ISLAMABAD: Islamabad has made a request to Beijing to remove the stumbling blocks in the way of the completion of approximately $12 billion projects under the banner of the China Pakistan Economic Corridor (CPEC).
This was shared by Special Assistant to the Prime Minister on CPEC Khalid Mansoor while talking to a select group of reporters on Tuesday.
Khalid Mansoor said Pakistan would be willing to get a mix of Chinese and US dollar loans from Beijing to execute the projects under CPEC.
“We have sought Chinese support for six energy and one infrastructure projects – the Mainline (ML-1) scheme of the Pakistan Railways. The cost of the energy projects is $5 billion and the minimum estimated value of the ML-1 scheme is $6.8 billion,” he said.
Mansoor said he had written two letters to the vice-chairman of the National Development and Reforms Commission (NDRC) of China, urging him to remove barriers in the completion of these projects.
Pakistan, he said, was waiting for a term sheet from China for the finalization of the loan agreement, adding that Islamabad would demonstrate flexibility on the interest rates, foreign currency and tenor of the loan amounts.

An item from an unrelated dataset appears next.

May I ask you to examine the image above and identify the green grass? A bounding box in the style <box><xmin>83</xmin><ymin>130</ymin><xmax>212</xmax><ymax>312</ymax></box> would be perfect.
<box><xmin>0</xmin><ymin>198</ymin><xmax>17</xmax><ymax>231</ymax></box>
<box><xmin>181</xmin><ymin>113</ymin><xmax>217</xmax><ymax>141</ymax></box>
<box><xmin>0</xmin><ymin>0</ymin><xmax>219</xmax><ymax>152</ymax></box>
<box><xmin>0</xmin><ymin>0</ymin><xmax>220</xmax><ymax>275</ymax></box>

Pakistan had earlier requested to get the loan at 1% in US currency but now we seems willing to secure the loan at an interest rate of around 2% in an equal mix of Chinese and US currency, he added.
The government had approved the 1,700-kilometre ML-I project at $6.8 billion, which Mansoor said was on the lower side. Pakistan has offered the Chinese to arrange all-Chinese competitive bidding for the ML-I project and if the bids are higher than $6.8 billion, the government stands ready to revise the PC-I of the ML-1 project.
He said the military has offered to provide complete security to the project.
“We are trying to save the Gwadar power plant, Karo power plant, Kohala power plant from the adverse impacts of delay in power purchase payments to Chinese sponsors,” the PM’s aide said.
“They (Chinese) are seeking sureties that these new power plants are also not stuck up in the circular debt,” he added.
Mansoor said the government was actively working to pay outstanding dues of Rs250 billion to Chinese companies on account of power purchase payments that are stuck in the form of circular debt.
The government has been paying KIBOR plus 2% to the sponsors of Chinese power plants on the amount that has been delayed beyond a period. The good thing is that the Chinese have not yet invoked the guarantees, which show that they are still willing to work in Pakistan.
“Expensive electricity is better than no electricity” was the slogan at that time and the country was sustaining losses equal to 2.25% of the GDP, said the PM’s aide.
The Chinese initially laughed at Pakistan’s plan to end loadshedding through the Gaddani power park and setting up coal-fired power plants. China then gave an alternate strategy and one by one dropped the Gaddani power park and two Punjab-based coal-fired power plants i.e. Rahim Yar Khan power plant and Muzaffargarh power plant.
Irrespective of what people say about infrastructure, the lives of people have become comfortable due to mass transport projects, said Mansoor.
The CPEC is a quid pro quo. Pakistan went to China to seek help to remove road and infrastructure bottlenecks and in return, China asked for road access to connect its western part with the Gwadar Port, said Mansoor.
Some investment to the tune of $53 billion had been envisaged under the CPEC and Pakistan has fairly dealt with phase-I of the CPEC, said the PM’s aide.
So far, new electricity generation capacity equal to 5,300 MW has been added and 880-kilometre-long transmission line has been laid down. About 3,500 MW capacity power projects were still under implementation. Another 4,144 MW capacity projects were at the planning stage, he added.
It is Pakistan’s chance to industrialise and the key is the development of Special Economic Zones under the CPEC, he added.
Under CPEC, nine Special Economic Zones (SEZs) and a Free Zone at Gwadar have been planned and four SEZs and Gwadar Free Zone are being developed on priority, he added.
Some Chinese investors have shown their interest in the proposed SEZs in Pakistan, he said and added that now the focus would be shifted to IT, agriculture and industrial cooperation.